At GDC Online 2010, I attended a seminar by Samson Mow of Ubisoft Chengdu about how to reinvent Western games for East Asian audiences.  Mow spoke not only of the language translation aspect of localization but also about the infrastructure and features translation of a game, concluding that audiences from different countries want a game not only to be in a language they understand, but also in a format they understand and prefer.  This means they not only want their MMORPGs to be in Chinese/Japanese/Korean but they also want them to be microtransaction-based, not subscription-based.  This only means one thing.  Even if game developers and publishers find the proper way to translate a game into another language, they will have only won part of the battle for a foreign audience’s approval.

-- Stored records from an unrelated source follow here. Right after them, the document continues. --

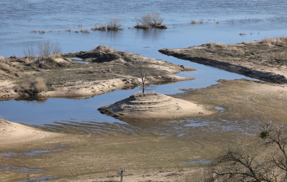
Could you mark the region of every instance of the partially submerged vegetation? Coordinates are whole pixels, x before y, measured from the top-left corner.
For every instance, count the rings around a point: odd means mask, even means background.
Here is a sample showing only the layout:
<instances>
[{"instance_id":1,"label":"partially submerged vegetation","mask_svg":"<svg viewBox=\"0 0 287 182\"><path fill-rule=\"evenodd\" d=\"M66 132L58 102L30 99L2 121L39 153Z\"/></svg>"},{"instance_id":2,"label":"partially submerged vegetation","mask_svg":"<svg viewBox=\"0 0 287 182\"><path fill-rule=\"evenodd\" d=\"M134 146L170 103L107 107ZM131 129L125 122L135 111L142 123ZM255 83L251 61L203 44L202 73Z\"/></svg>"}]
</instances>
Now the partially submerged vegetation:
<instances>
[{"instance_id":1,"label":"partially submerged vegetation","mask_svg":"<svg viewBox=\"0 0 287 182\"><path fill-rule=\"evenodd\" d=\"M232 44L211 42L159 51L263 81L284 83L287 83L286 49L287 37L282 37Z\"/></svg>"},{"instance_id":2,"label":"partially submerged vegetation","mask_svg":"<svg viewBox=\"0 0 287 182\"><path fill-rule=\"evenodd\" d=\"M139 57L150 60L156 66L151 83L192 79L173 74L194 70L103 45L89 51L62 54L56 43L43 41L37 47L35 50L32 45L24 47L24 57L0 59L0 82L7 82L0 86L0 98L87 97L135 87L137 85L130 75L136 70ZM91 64L77 63L64 57L81 58Z\"/></svg>"},{"instance_id":3,"label":"partially submerged vegetation","mask_svg":"<svg viewBox=\"0 0 287 182\"><path fill-rule=\"evenodd\" d=\"M141 19L136 18L135 21L136 28L148 29L152 28L166 29L167 27L162 24L163 18L157 13L150 13L143 16Z\"/></svg>"}]
</instances>

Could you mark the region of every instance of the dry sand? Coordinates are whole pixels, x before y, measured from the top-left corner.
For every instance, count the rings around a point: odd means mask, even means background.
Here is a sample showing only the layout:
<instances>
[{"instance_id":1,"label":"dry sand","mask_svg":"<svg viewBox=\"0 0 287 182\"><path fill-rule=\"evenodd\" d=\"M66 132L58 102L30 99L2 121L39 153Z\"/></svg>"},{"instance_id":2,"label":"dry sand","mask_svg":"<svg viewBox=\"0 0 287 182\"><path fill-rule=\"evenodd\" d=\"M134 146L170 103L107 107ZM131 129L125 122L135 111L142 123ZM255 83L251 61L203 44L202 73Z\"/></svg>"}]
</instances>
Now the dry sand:
<instances>
[{"instance_id":1,"label":"dry sand","mask_svg":"<svg viewBox=\"0 0 287 182\"><path fill-rule=\"evenodd\" d=\"M0 119L0 145L27 143L59 134Z\"/></svg>"},{"instance_id":2,"label":"dry sand","mask_svg":"<svg viewBox=\"0 0 287 182\"><path fill-rule=\"evenodd\" d=\"M194 103L154 92L136 94L99 109L103 114L123 120L173 119L202 116L213 112Z\"/></svg>"}]
</instances>

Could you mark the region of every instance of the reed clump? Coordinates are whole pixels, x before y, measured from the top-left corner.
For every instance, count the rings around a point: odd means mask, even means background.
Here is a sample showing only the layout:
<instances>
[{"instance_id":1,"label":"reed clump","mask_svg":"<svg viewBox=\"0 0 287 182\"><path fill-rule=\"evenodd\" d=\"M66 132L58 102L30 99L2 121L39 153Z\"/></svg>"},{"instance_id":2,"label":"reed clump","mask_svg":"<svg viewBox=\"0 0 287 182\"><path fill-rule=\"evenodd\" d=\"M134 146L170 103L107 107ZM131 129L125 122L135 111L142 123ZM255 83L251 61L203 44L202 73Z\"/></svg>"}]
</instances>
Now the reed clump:
<instances>
[{"instance_id":1,"label":"reed clump","mask_svg":"<svg viewBox=\"0 0 287 182\"><path fill-rule=\"evenodd\" d=\"M81 30L80 31L82 33L90 33L90 32L89 31L87 30Z\"/></svg>"},{"instance_id":2,"label":"reed clump","mask_svg":"<svg viewBox=\"0 0 287 182\"><path fill-rule=\"evenodd\" d=\"M95 25L95 27L91 29L91 30L93 31L96 31L97 30L100 31L106 31L106 26L103 25L101 25L98 27L96 25Z\"/></svg>"}]
</instances>

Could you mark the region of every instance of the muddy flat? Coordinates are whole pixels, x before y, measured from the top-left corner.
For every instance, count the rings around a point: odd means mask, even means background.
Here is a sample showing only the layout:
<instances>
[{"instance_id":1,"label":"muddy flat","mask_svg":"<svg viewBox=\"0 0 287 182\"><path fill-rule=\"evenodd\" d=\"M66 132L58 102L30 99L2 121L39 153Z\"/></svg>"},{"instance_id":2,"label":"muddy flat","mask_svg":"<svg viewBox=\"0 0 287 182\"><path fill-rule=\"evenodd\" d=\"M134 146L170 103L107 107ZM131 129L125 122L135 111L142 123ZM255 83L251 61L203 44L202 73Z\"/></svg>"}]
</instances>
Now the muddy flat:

Luckily, it has been over 20 years since we have seen anything as bad as Zero Wing‘s “All Your Base Are Belong To Us” but as technology breaks down the borders between countries, it is no surprise that the localization of a game requires more than just a passable language translation.  Almost any game made today will be played by gamers from every continent, and any game developer or publisher that is not well-versed in the game of total localization may find their fans saying their latest creation definitely does not “regarde bien.”